Ces résultats sont d’autant plus intéressants que les auteurs de l’étude soulignent que l’observation des prix allemands est biaisée et avantage l’Allemagne qui interdit le relevé des prix en rayons ; ainsi, ce sont des « prix de demande » aux caisses qui sont collectés en Allemagne, les seuls à inclure les formes de promotions les plus fréquentes par comparaison avec les prix relevés en rayon.

  • Dans les produits frais, la France obtient et de très loin l’indice le plus bas, de près de six points inférieur à celui de l’Allemagne et de près de quatorze points inférieur à celui de la Belgique ;
  • Dans les produits d’épicerie, la France est également la mieux placée, un point en dessous de l’Allemagne et près de dix points en dessous de la Belgique ;
  • Dans les liquides, la France affiche encore l’indice le plus compétitif, inférieur de trois points à celui de l’Allemagne et de treize à celui de la Belgique ; seul le Luxembourg affiche un indice plus faible, en raison d’une structure de taxation différente.

Graphique ci-dessous : « Indices de détention » – l’expression renvoie à la méthodologie de comparaison des prix par groupes de deux, trois ou quatre pays selon le périmètre de détention commune des produits).

Ce sont les catégories non alimentaires qui tirent l’indice moyen de l’Allemagne vers le bas, mais il faut rappeler que le biais méthodologique déjà évoqué peut en grande partie expliquer cette situation

La structure du parc allemand peut également constituer un facteur explicatif, compte tenu du poids des hard discounters voire des « category killers » spécifiques à la catégorie DPH : leur offre repose essentiellement sur l’attractivité du fond de rayon, alors qu’en France l’explosion des opérations promotionnelles, effet collatéral de la mise en œuvre de l’encadrement sur les produits alimentaires, caractérise l’offre de nos enseignes, laquelle se retrouve par nature plus imparfaitement appréhendée par l’étude.

Pour autant, l’écart observé dans ces catégories entre la France et l’Allemagne, qui était de 19 points en 2017 est revenu à 14 points en 2019. 

Ces précautions méthodologiques rappelées, l’étude conclut sa comparaison quadrangulaire globale portant sur l’ensemble PGC alimentaires et DPH en observant que « L’Allemagne reste le pays le moins cher mais son indice augmente de 2,1 points et son avantage compétitif par rapport à la moyenne de la grande région [les quatre pays] se réduit.

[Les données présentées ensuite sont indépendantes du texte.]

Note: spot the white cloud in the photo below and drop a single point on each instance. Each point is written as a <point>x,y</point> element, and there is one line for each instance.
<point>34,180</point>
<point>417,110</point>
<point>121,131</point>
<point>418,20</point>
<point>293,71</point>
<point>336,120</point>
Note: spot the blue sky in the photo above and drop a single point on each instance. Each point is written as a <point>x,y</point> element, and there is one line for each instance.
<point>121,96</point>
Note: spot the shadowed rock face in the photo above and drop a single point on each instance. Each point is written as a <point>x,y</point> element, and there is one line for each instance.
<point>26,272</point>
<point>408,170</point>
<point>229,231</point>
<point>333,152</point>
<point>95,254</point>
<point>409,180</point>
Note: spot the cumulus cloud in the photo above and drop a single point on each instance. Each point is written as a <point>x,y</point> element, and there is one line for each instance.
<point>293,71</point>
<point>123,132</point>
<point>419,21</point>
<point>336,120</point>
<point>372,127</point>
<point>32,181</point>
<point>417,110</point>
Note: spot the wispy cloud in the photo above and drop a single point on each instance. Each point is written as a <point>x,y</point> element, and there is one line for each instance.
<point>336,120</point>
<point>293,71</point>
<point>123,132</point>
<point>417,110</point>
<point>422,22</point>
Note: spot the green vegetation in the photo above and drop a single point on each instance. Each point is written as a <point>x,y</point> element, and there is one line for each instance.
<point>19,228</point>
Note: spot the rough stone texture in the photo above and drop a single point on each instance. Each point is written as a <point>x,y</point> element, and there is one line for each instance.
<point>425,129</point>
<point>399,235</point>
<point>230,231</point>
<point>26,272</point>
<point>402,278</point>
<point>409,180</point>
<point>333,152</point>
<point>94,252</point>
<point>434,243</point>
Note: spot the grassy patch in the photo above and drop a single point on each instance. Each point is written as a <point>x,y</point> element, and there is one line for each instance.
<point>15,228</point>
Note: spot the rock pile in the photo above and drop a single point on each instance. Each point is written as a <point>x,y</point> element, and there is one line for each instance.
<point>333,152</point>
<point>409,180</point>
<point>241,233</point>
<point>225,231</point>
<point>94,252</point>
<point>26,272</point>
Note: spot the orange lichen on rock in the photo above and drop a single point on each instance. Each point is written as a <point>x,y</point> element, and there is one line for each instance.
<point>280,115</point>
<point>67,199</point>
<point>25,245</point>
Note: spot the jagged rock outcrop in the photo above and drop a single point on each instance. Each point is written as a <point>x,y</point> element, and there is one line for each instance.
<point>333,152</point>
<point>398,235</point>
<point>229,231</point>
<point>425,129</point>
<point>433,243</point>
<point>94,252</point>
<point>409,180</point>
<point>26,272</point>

L’indice de la France continue de s’améliorer et atteint 94,1, soit une baisse de 0,6 point par rapport à 2017 et se rapproche de plus en plus de l’indice de l’Allemagne. » Le décrochage des prix français est en effet très net dans cette étude après 2014, ce qui corrobore les données exhaustives des panels IRI ou Nielsen sur le seul marché français.

Même si la base de comparaison est extrêmement faible, lorsque ne sont considérés cette fois que les 147 EAN vendus dans au moins deux enseignes de chaque pays, la France est le pays le moins cher, avec un indice de 93,9, alors que « la situation relative de l’Allemagne se dégrade et atteint un indice de 100,1 (95,2 en 2017) ».

Complément Ilec à l’étude “4 Frontières” : relevés terrain

L’Ilec a voulu tester les conclusions de l’étude luxembourgeoise sur les prix des produits de marques en France et en Allemagne en s’appliquant à relever, au cours de la deuxième quinzaine d’octobre 2020, les prix d’une quarantaine de produits identiques d’une dizaine de catégories, proposés à la vente en drive par seize magasins répartis dans trois zones de chalandise transfrontalières : Sarreguemines-Sarrebruck, Strasbourg-Kehl et Colmar-Freiburg (annexe 6).

Annexe 6 : voir le fichier Excel « France-Allemagne_Comparatif-Ilec_Oct.2020) en PJ.

  • Parmi 19 références, dont 14 alimentaires, comparées entre les enseignes Système U, Intermarché, Cora, Mueller et Rewe de Sarreguemines-Sarrebruck, 11 sont moins chères en France, et 7 en Allemagne.
  • Parmi 23 références dont 16 alimentaires, comparées entre les enseignes Leclerc, SU, Auchan, Intermarché, EDK, DM et Kaufland de Strasbourg-Kehl, 9 sont moins chères en France, et 14 en Allemagne.
  • Parmi 27 références dont 22 alimentaires, comparées entre les enseignes SU, Auchan, Intermarché, Rewe et Kaufland de Colmar-Freiburg, 17 sont moins chères en France, et 9 en Allemagne (une est au même prix).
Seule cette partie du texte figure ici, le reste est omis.